Werbefreiheit Hubert Burda Burda Berlin CDU Röttgen Appell


Mit einem klaren Appell für mehr Werbefreiheit hat Hubert Burda, Präsident des Verbandes Deutscher Zeitschriftenverleger, die VDZ-Zeitschriftentage in Berlin eröffnet. Ihn habe der "Schlag getroffen", als er gehört habe, dass ausgerechnet der neue CDU-Umweltminister Norbert Röttgen den bisherigen deutschen Widerstand gegen neue Werberegulierungen gelockert habe. "Wir dürfen da nicht lockerlassen und müssen immer sehen, was da in Brüssel für eine Kontrollwut hintersteckt." Dies sei umso wichtiger, als sich die ursprünglichen Hoffnungen auf Paid Content bisher nicht erfüllt haben - und wohl auch nicht erfüllen werden. Zwar könnten die Versuche von Axel Springer und anderen Verlagen, Geld für mobile Applikationen zu verlangen, durchaus funktionieren - aber wohl nur auf eher kleiner Flamme, und immer bedroht von Gratis-Alternativen: "Es müssen schon sehr spezielle Inhalte sein, und viele Leser werden immer wissen, wo sie kostenlos an Informationen kommen."
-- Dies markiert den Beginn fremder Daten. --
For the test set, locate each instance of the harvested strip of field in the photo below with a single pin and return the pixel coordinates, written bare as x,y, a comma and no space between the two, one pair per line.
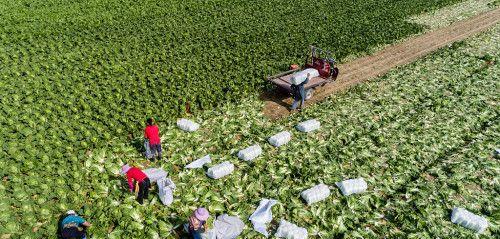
380,63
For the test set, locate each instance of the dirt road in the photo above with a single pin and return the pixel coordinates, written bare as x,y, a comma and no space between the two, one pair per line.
375,65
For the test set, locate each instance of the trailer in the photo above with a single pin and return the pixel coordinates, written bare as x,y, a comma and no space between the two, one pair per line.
320,60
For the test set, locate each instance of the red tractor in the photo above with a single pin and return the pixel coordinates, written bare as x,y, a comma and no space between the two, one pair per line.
320,60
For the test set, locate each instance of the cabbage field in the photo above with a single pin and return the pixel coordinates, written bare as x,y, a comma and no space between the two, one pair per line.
78,78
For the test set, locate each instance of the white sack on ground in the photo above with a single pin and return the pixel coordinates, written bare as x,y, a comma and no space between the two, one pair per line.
187,125
315,194
290,231
220,170
352,186
228,227
280,138
166,190
250,153
301,76
308,126
469,220
154,174
199,162
262,215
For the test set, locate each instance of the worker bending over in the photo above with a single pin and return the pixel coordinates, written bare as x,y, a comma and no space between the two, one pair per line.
299,93
73,226
152,133
136,176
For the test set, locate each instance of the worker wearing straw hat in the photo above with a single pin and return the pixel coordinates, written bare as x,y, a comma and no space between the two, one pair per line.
198,222
135,175
73,226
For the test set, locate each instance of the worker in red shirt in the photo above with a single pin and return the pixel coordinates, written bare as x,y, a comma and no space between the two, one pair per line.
136,175
152,133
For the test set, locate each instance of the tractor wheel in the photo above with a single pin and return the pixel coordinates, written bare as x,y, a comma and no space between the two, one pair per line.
309,94
335,73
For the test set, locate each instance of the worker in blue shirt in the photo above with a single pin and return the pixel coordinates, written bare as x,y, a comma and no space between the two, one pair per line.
73,226
299,93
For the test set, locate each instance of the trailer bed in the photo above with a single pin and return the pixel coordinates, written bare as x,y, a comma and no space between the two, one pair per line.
284,82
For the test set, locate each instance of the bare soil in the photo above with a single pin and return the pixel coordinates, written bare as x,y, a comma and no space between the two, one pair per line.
378,64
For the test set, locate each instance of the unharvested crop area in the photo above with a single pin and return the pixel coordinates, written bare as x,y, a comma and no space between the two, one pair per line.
76,77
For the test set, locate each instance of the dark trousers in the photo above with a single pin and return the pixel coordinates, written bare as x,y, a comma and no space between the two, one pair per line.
73,232
143,190
156,150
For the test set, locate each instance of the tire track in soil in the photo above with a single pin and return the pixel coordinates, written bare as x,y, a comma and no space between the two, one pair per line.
375,65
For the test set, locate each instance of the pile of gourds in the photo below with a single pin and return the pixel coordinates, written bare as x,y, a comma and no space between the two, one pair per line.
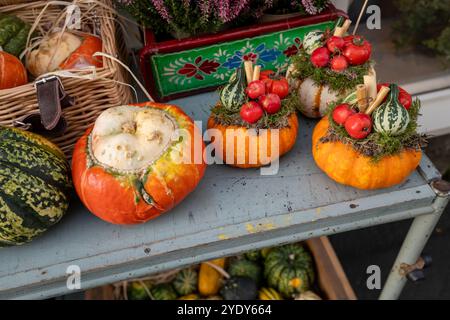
284,272
54,51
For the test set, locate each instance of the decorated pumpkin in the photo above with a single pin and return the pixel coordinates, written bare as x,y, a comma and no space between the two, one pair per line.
13,34
243,156
12,71
34,186
64,51
289,269
185,281
345,165
137,162
320,74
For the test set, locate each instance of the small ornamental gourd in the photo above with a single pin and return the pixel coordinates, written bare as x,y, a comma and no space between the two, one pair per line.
137,162
269,294
13,34
185,281
163,291
289,269
312,41
64,51
391,118
34,186
232,95
209,279
245,268
239,288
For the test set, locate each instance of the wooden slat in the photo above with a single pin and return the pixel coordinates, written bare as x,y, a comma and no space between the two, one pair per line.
331,276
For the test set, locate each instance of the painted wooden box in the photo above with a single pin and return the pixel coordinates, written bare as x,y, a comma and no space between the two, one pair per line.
178,68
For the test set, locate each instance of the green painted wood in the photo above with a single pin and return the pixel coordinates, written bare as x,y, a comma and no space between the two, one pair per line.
213,65
231,211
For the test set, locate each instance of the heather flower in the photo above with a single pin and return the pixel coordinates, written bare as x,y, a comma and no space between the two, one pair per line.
310,7
162,10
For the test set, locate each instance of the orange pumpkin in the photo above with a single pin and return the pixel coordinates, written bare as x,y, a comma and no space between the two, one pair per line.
242,152
83,54
345,165
133,165
12,71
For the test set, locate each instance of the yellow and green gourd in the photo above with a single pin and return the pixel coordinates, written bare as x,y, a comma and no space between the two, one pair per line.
289,269
312,41
391,118
34,186
185,281
13,34
163,291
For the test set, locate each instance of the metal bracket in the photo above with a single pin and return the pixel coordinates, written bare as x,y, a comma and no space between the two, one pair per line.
441,187
414,272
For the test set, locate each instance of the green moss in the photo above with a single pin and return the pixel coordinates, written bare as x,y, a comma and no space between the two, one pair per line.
268,121
337,81
378,145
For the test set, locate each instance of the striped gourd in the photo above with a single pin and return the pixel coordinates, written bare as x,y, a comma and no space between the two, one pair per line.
13,34
185,281
289,269
351,99
232,95
312,41
391,117
34,185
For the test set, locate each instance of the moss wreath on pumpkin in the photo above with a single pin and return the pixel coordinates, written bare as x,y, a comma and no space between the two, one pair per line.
387,154
250,111
328,67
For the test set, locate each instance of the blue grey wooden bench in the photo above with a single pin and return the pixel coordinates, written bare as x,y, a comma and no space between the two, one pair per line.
231,211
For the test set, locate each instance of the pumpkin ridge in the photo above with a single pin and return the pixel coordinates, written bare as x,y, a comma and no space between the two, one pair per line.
31,218
35,162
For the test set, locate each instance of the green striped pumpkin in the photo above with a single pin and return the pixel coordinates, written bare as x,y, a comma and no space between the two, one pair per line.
13,34
312,41
289,269
391,117
232,95
34,186
163,291
351,99
185,281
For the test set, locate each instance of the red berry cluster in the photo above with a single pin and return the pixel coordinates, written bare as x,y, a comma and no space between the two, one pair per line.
340,52
266,94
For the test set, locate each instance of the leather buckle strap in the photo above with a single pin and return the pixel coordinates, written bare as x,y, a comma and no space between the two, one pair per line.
52,98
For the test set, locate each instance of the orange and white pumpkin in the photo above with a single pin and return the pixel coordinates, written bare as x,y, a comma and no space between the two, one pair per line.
137,162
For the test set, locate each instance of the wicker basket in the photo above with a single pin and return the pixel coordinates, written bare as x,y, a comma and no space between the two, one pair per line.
91,96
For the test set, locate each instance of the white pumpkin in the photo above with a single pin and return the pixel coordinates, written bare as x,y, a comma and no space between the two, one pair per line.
52,51
314,98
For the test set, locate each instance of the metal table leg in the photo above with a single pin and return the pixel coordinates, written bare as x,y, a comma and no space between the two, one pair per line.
418,234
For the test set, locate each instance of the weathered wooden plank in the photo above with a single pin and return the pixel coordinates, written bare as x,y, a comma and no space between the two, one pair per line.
232,210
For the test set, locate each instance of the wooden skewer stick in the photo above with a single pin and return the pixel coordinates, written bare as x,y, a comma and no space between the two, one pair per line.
340,31
363,10
370,80
361,96
248,65
256,73
380,97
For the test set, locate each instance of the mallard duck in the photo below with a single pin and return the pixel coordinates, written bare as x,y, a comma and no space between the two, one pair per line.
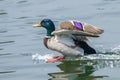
71,39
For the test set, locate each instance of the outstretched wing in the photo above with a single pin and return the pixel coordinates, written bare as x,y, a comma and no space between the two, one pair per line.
81,26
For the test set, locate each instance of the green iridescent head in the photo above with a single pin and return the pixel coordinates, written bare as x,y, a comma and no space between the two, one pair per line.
47,24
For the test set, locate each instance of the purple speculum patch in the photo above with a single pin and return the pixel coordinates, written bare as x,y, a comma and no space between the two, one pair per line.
78,25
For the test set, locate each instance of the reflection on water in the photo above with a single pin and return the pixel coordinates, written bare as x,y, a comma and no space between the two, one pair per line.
7,72
82,69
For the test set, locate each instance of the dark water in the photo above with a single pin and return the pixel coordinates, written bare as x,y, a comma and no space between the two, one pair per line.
19,40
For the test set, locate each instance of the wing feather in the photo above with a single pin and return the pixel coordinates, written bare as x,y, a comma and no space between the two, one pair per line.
73,32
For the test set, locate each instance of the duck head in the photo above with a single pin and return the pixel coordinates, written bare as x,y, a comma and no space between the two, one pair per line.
48,25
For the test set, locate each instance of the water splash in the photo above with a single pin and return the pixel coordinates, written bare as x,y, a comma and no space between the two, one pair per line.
37,57
103,56
116,49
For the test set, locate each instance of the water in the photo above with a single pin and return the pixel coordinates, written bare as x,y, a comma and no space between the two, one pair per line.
19,41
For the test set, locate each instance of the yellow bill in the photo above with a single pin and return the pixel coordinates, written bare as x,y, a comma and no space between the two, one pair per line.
36,25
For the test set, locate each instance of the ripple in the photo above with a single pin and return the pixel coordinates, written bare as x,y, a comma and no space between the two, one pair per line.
5,54
4,72
23,17
3,31
6,42
3,13
23,1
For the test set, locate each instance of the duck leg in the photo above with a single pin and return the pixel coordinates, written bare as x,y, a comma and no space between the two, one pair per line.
55,59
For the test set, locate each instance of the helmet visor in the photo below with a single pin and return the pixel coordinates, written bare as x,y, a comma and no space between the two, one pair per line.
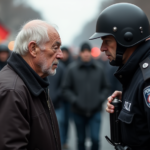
97,35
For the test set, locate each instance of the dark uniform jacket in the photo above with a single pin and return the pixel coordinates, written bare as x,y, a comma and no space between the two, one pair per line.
135,113
26,121
85,86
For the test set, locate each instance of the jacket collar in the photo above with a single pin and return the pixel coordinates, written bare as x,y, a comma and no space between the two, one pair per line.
33,81
124,73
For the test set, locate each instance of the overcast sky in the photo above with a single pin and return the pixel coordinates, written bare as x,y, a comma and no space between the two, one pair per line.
70,16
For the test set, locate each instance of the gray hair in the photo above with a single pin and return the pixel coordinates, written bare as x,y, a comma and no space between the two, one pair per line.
37,33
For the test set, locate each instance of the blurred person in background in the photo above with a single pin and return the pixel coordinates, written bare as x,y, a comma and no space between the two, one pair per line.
27,116
86,88
55,92
4,54
66,60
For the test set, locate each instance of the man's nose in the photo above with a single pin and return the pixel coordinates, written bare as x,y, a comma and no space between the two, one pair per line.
103,48
59,55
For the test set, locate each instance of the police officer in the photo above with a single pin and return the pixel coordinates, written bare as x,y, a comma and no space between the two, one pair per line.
124,28
4,54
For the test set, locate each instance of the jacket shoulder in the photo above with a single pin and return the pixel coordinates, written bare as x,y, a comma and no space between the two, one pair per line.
145,68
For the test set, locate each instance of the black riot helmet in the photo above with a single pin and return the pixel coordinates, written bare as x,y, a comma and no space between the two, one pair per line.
126,22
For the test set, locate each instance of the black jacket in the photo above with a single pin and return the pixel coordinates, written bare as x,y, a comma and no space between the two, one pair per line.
85,86
135,113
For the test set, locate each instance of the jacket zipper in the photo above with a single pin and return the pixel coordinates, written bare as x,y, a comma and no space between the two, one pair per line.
49,107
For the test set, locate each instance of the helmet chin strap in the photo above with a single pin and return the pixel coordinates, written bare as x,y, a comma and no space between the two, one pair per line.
119,55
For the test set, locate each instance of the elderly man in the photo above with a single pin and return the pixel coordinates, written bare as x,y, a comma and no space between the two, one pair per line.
27,117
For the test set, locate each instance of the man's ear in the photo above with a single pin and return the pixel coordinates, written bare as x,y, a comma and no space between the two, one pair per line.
32,47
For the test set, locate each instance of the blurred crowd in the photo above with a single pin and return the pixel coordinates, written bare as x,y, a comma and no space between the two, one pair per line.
78,90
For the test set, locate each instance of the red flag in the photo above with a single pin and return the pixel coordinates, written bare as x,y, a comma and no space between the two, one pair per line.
3,33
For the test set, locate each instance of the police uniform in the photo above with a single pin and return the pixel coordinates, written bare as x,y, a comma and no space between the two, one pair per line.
129,25
135,113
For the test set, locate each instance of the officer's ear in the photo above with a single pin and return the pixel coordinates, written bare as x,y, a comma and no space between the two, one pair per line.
33,48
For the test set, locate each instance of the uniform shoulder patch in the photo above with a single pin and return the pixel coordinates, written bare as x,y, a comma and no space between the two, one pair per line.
145,68
146,93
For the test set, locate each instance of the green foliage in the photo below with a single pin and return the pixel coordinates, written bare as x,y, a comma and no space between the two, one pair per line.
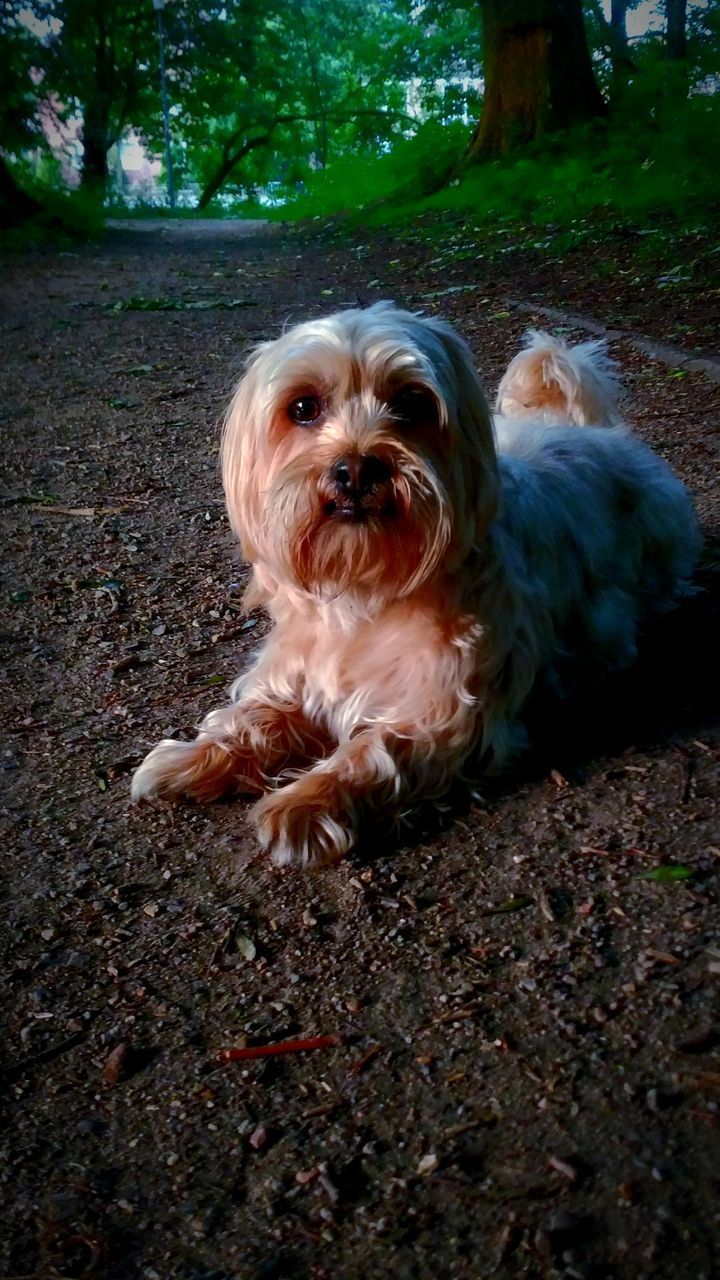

Vor diesem Hintergrund kündigte Burda die Fortsetzung der Gespräche mit Google über eine "faire" Teilung von mit Verlagsinhalten erzielten Werbeerlösen sowie über "faire" Suchergebnnisse an. Und auch die gebührenfinanzierten öffentlich-rechtlichen Sender bekamen in Burdas launigen Einführungsworten ihr Fett weg: "Deren Finanzierungsmodell, dieses Junktim von Intendanten und Landespolitikern, ist das beste und stabilste Abo-System der Welt."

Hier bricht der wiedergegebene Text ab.